I am newbie to stan. To me, it seems that to write out a model in Stan, it doesn’t require a likelihood in the model part. But, I get confused why in the stan manual, mixture model will have a likelihood component in the model part. But other regression type of model just have a generative part.
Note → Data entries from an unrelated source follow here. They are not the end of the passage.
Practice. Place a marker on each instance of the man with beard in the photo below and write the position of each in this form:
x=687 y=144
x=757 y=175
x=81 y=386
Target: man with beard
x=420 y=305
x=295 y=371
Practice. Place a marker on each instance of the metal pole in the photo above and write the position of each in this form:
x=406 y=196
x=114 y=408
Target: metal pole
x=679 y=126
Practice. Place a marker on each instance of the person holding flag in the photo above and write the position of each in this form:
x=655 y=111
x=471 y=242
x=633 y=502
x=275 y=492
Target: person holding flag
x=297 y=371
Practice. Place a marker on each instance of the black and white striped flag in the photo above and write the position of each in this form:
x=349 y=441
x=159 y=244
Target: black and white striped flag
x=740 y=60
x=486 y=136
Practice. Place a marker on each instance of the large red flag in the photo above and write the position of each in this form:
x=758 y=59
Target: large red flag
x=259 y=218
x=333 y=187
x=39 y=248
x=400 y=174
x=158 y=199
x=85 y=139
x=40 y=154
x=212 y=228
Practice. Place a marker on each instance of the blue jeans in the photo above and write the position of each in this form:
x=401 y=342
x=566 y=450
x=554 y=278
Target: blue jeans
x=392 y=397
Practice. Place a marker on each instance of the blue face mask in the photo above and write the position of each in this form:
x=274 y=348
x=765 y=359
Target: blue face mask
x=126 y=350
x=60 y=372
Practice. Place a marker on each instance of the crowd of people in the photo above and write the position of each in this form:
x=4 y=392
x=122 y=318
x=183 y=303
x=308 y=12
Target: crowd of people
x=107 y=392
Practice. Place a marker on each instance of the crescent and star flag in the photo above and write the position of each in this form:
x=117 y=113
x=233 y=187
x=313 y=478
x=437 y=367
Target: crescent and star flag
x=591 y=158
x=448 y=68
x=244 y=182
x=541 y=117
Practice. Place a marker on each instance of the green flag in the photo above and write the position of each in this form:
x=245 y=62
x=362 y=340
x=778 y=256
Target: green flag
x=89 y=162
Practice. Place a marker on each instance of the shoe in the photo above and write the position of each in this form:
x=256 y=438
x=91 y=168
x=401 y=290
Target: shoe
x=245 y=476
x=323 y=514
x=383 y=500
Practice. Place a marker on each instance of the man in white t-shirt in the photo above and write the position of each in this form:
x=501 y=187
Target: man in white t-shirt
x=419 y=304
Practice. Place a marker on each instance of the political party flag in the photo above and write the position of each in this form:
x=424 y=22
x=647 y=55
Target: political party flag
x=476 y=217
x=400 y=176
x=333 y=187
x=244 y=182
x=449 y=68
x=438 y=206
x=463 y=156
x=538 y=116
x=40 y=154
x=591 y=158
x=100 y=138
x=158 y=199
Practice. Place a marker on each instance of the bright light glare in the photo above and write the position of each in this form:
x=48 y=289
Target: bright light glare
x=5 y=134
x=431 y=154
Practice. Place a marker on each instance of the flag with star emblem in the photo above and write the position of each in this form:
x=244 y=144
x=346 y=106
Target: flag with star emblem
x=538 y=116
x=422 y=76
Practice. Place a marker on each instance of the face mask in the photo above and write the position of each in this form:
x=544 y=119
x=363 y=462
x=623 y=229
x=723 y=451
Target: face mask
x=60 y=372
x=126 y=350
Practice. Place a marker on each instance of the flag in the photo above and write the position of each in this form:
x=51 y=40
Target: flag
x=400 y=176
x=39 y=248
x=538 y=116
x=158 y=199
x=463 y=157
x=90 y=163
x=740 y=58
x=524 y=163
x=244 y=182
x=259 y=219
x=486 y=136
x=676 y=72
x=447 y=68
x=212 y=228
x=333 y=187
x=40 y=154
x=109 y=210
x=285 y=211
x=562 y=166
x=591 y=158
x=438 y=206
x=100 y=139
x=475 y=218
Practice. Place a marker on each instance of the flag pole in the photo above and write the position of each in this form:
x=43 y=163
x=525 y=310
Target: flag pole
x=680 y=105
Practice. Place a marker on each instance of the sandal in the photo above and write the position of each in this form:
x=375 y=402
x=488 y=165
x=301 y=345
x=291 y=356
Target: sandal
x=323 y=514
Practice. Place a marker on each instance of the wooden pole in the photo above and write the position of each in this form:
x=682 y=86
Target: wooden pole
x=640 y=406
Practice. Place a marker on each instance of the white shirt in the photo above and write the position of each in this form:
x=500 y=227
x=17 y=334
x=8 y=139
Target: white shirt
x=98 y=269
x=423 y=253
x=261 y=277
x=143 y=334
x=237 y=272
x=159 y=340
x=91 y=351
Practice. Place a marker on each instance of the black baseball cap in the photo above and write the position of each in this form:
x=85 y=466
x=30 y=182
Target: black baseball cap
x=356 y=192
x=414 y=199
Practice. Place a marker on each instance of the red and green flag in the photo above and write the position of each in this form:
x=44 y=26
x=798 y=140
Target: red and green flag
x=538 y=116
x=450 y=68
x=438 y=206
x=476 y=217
I feel I am misunderstanding something.
For example, in the manual, in the LDA model, why do we need targets instead of just gamma[k]??
data {
int<lower=2> K; // num topics
int<lower=2> V; // num words
int<lower=1> M; // num docs
int<lower=1> N; // total word instances
int<lower=1,upper=V> w[N]; // word n
int<lower=1,upper=M> doc[N]; // doc ID for word n
vector<lower=0>[K] alpha; // topic prior
vector<lower=0>[V] beta; // word prior
}
parameters {
simplex[K] theta[M]; // topic dist for doc m
simplex[V] phi[K]; // word dist for topic k
}
model {
for (m in 1:M)
theta[m] ~ dirichlet(alpha); // prior
for (k in 1:K)
phi[k] ~ dirichlet(beta); // prior
for (n in 1:N) {
real gamma[K];
for (k in 1:K)
gamma[k] = log(theta[doc[n], k]) + log(phi[k, w[n]]);
target += log_sum_exp(gamma); // likelihood;
}
}
Also, in general regression, why there is no such a thing as targets in the model? For example, a hierarchical regression model:
data {
int<lower=0> N; // num individuals
int<lower=1> K; // num ind predictors
int<lower=1> J; // num groups
int<lower=1> L; // num group predictors
int<lower=1,upper=J> jj[N]; // group for individual
matrix[N, K] x; // individual predictors
row_vector[L] u[J]; // group predictors
vector[N] y; // outcomes
}
parameters {
corr_matrix[K] Omega; // prior correlation
vector<lower=0>[K] tau; // prior scale
matrix[L, K] gamma; // group coeffs
vector[K] beta[J]; // indiv coeffs by group
real<lower=0> sigma; // prediction error scale
}
model {
tau ~ cauchy(0, 2.5);
Omega ~ lkj_corr(2);
to_vector(gamma) ~ normal(0, 5);
{
row_vector[K] u_gamma[J];
for (j in 1:J)
u_gamma[j] = u[j] * gamma;
beta ~ multi_normal(u_gamma, quad_form_diag(Omega, tau));
}
for (n in 1:N)
y[n] ~ normal(x[n] * beta[jj[n]], sigma);
}
are just another way of incrementing the target. Quoting from the Reference manual:
y ~ normal(mu,sigma);
The name “sampling statement” is meant to be suggestive, not interpreted literally.Conceptually, the variabley, which may be an unknown parameter or known, modeled data, is being declared to have the distribution indicated by the right-hand side of the sampling statement. Executing such a statement does not perform any sampling. In Stan, a sampling statement is merely a notational convenience. The above sampling statement could be expressed as a direct increment on the total log probability as
target += normal_lpdf(y | mu, sigma);
Oh I see, so there are implicitly already a target function there, so for the LDA model below (to make sure that I understand correctly):
model {
for (m in 1:M)
theta[m] ~ dirichlet(alpha); // prior
for (k in 1:K)
phi[k] ~ dirichlet(beta); // prior
for (n in 1:N) {
real gamma[K];
for (k in 1:K)
gamma[k] = log(theta[doc[n], k]) + log(phi[k, w[n]]);
target += log_sum_exp(gamma); // likelihood;
}
}
It means that the phi, theta, are already added to the model to the target and then the target is further incremented by the gamma?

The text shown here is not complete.